A couple of days ago, we blogged about The Ideal Mentor Profile. Today, we are sharing the requirements to being an effective mentor. Both components are very important for a successful mentoring relationship as well as important for any person interested in refining their leadership skills.
Time: Successful mentoring requires devoting necessary time to the relationship, using program guidelines, and being consistent with the mentoree.
Access: Mentoring cannot take place without contact. The mentor must be available to the mentoree based upon what is negotiated in the mentoring agreement and specified in the program guidelines. Regular contact for short periods of time is more desirable than less frequent contact for longer periods of time.
Credibility: Mentoring is based upon trust which comes from believing in what the mentor says and does. Being honest about what the mentor knows or does not know and modeling what is said to the mentoree is critical. Providing information that is timely and accurate is also an important part of credibility.
Vulnerability: Mentoring requires a mentor to be willing to share his/her own failures and successes as a way of encouraging the mentoree's sharing. It also means being willing to listen when a mentoree provides feedback that one may not want to hear about how the mentor is relating to the mentoree.
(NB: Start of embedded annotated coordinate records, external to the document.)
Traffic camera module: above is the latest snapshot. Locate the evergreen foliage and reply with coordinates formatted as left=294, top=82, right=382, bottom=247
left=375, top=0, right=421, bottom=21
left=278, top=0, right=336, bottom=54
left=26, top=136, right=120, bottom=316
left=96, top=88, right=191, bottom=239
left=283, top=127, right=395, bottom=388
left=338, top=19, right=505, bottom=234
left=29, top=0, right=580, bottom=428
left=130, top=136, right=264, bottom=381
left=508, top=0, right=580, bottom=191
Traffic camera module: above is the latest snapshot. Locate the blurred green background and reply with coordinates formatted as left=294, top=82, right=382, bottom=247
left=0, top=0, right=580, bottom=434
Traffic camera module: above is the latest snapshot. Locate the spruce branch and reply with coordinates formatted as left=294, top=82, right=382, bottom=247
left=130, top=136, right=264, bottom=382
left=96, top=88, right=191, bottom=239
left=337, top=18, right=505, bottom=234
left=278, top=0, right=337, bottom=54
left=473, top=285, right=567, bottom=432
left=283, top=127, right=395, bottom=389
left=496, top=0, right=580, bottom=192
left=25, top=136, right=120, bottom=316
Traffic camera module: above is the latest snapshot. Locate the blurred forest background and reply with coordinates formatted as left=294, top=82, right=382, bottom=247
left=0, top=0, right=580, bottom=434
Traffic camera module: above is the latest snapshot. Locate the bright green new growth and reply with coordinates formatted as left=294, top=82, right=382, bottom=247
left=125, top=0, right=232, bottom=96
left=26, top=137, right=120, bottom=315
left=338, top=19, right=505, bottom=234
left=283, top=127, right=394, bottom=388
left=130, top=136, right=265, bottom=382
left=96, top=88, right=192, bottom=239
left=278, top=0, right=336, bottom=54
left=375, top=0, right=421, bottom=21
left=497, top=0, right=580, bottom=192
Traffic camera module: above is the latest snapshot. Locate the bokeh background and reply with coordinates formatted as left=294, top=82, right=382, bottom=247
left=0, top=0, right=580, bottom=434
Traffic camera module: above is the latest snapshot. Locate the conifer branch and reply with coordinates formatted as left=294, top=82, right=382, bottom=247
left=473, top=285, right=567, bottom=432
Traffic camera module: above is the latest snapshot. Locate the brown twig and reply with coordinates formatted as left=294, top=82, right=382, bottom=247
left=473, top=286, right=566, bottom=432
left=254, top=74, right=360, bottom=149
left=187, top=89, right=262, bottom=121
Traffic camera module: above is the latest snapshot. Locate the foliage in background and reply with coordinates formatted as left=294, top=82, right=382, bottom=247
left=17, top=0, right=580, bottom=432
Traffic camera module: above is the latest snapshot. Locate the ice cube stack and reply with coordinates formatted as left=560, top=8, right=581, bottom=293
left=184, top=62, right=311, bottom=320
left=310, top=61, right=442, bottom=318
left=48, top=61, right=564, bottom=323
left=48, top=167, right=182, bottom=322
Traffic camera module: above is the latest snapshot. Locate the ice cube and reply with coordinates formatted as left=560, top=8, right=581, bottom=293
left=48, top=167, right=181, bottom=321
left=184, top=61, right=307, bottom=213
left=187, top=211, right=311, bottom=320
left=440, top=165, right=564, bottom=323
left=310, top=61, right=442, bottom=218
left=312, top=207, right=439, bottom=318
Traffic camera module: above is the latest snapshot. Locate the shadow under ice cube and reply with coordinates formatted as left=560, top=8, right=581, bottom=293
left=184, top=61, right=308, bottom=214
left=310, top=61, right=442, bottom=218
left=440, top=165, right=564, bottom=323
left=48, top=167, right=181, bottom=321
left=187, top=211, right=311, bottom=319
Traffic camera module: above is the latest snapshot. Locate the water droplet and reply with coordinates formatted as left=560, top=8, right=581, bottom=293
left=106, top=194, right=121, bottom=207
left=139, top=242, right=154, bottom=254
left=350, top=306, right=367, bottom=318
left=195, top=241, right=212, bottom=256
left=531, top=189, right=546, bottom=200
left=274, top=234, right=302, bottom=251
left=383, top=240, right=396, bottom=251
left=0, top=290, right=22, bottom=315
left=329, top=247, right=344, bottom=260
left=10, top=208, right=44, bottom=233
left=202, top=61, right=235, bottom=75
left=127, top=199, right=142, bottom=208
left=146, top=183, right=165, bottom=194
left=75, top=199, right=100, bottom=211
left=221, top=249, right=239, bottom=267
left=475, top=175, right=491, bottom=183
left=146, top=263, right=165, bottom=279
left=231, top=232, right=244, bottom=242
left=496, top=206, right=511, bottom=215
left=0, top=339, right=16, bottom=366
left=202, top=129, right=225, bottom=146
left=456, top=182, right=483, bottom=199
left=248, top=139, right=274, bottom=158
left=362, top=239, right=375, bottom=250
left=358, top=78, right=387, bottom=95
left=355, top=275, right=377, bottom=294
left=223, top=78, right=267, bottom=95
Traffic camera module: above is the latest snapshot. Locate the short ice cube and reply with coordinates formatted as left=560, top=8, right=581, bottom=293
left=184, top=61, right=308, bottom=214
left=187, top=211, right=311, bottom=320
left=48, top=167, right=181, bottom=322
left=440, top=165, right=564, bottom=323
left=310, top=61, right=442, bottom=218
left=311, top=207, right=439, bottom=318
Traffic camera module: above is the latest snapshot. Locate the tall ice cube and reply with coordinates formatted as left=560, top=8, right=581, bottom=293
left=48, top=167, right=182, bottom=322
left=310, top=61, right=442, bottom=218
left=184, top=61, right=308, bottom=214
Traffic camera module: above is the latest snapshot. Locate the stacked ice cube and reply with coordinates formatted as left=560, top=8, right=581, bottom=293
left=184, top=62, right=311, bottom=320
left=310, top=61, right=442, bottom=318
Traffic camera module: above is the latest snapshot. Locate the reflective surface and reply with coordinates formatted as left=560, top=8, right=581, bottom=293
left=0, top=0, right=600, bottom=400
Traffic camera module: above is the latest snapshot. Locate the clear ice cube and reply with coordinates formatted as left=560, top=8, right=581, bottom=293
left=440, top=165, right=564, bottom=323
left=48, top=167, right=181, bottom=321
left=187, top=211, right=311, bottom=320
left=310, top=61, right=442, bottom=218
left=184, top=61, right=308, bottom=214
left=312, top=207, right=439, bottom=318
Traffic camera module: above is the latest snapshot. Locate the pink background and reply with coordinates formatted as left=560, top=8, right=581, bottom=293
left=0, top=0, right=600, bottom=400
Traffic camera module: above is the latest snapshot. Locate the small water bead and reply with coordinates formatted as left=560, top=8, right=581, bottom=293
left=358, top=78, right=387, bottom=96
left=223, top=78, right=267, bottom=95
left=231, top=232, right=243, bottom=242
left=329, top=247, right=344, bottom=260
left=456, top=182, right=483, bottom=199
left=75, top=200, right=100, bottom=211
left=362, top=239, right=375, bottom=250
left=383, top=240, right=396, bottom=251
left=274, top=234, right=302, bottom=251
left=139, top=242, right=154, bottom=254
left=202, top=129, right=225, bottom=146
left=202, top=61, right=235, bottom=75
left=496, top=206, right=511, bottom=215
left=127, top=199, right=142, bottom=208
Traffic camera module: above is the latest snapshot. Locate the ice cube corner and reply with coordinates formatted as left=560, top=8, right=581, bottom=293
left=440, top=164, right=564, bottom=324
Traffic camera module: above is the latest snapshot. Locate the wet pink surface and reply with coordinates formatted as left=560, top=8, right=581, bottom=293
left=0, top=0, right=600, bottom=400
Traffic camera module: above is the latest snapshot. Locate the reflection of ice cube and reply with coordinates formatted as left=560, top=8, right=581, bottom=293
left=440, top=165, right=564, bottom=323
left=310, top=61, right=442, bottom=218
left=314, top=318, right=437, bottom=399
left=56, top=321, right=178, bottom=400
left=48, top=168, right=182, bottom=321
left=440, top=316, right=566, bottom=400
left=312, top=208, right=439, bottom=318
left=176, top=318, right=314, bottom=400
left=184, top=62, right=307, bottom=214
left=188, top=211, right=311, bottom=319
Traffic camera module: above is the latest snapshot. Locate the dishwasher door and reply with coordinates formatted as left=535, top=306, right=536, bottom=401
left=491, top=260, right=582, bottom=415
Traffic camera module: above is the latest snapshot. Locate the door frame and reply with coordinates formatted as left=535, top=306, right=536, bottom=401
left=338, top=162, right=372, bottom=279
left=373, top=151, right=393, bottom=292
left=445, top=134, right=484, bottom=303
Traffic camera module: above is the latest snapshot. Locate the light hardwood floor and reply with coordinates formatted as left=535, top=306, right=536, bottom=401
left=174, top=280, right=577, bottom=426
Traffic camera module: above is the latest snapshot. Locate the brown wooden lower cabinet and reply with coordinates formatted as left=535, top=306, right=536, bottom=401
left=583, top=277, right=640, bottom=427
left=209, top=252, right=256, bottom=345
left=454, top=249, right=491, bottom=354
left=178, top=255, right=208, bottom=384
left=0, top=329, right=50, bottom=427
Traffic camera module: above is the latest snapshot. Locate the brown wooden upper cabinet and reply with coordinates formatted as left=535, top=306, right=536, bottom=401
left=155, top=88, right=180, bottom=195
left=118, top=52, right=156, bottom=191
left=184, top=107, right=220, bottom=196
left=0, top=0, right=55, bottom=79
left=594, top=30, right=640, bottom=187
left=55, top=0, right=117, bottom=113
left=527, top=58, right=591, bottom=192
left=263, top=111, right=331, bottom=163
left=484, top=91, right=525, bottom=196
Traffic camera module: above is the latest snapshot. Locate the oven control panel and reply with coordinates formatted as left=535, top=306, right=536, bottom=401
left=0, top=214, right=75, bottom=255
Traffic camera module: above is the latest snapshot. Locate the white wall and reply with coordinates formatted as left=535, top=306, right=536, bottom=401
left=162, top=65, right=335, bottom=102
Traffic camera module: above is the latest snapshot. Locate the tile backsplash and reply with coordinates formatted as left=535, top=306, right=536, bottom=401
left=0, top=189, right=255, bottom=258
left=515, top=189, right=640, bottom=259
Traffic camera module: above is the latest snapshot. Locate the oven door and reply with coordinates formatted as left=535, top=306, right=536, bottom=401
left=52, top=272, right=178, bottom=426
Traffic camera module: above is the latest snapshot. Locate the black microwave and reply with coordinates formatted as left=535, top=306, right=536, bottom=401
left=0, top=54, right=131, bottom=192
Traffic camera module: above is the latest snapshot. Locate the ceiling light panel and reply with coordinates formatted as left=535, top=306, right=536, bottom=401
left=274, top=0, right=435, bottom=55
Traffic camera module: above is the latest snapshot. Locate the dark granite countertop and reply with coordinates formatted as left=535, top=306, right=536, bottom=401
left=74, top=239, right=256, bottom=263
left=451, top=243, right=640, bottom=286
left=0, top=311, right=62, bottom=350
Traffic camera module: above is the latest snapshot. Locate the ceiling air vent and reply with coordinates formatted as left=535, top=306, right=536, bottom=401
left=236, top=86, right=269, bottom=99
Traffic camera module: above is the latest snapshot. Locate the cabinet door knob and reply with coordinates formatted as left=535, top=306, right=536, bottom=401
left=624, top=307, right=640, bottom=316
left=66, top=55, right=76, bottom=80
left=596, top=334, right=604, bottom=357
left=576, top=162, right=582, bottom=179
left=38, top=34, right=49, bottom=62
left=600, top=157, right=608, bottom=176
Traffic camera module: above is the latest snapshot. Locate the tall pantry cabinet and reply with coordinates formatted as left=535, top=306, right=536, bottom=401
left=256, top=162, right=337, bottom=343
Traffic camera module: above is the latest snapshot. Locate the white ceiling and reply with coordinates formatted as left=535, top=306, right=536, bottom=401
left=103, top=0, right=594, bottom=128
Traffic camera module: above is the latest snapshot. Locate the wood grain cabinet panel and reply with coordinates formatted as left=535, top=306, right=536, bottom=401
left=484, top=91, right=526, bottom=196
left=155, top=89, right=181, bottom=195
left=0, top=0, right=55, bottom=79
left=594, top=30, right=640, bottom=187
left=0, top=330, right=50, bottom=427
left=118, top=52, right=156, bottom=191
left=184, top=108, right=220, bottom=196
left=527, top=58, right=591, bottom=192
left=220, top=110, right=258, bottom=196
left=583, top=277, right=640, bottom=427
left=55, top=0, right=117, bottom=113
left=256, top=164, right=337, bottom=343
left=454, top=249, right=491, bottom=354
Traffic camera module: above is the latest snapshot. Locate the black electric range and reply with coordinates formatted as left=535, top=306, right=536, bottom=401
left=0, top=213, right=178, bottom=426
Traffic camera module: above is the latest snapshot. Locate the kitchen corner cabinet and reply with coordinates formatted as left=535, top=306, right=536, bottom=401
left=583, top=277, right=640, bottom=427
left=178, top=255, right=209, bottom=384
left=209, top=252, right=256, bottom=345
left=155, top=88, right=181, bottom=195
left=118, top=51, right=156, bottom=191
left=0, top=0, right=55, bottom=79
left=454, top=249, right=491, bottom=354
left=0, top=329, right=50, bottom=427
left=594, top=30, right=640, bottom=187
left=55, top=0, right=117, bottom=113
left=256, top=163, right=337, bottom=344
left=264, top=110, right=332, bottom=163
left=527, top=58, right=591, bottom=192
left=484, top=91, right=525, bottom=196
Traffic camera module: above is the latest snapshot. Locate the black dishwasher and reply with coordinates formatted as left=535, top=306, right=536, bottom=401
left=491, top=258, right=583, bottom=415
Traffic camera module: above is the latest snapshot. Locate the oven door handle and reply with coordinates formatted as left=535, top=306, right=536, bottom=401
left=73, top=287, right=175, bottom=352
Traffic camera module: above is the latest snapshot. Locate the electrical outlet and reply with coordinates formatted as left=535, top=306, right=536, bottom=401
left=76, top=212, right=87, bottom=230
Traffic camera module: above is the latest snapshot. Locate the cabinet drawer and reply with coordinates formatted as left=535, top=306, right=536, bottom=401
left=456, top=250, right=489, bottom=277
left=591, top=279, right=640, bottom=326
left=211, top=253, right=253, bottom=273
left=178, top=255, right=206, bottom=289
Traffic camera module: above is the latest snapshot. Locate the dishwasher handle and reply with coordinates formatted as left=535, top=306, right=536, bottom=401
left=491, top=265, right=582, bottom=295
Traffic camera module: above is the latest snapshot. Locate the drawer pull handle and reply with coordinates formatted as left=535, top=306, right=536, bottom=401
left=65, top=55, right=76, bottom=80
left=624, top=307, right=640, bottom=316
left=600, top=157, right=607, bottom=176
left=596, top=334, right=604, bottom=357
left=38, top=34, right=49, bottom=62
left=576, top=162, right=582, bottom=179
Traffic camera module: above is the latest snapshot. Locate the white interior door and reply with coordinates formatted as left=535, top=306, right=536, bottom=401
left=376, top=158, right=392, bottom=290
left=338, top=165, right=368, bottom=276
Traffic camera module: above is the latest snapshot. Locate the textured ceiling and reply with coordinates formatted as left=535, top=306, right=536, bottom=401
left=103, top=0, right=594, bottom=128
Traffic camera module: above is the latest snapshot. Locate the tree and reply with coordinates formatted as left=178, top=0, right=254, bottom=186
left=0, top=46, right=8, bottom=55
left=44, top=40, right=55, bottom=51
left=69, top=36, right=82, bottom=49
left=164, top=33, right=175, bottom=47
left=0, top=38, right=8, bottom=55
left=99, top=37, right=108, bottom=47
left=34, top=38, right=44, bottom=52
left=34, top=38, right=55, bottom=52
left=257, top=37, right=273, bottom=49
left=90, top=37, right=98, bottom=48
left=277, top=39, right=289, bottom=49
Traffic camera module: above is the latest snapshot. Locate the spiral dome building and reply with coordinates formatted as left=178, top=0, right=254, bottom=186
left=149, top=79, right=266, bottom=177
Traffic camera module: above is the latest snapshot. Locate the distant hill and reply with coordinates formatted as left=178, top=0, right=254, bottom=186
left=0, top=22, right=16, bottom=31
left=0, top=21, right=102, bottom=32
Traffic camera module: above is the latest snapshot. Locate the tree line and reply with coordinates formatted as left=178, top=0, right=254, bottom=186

Independence: Successful mentoring happens when a mentor focuses his/her attention on the mentoree's needs and not vice versa. One of the benefits for mentors is the sense of satisfaction derived from mentoring. What's important to remember is that this is a by-product of the relationship and not its purpose. Effective mentors have a strong sense of who they are and do not become dependent on the mentoree.
Are you a mentor? Do you recognize yourself in these statements? Or do you feel as though you could make some improvements in the time/availability you provide to your mentoree? Not sure? Ask your mentoree! What a great way to open up a dialogue about the success of your mentoring relationship.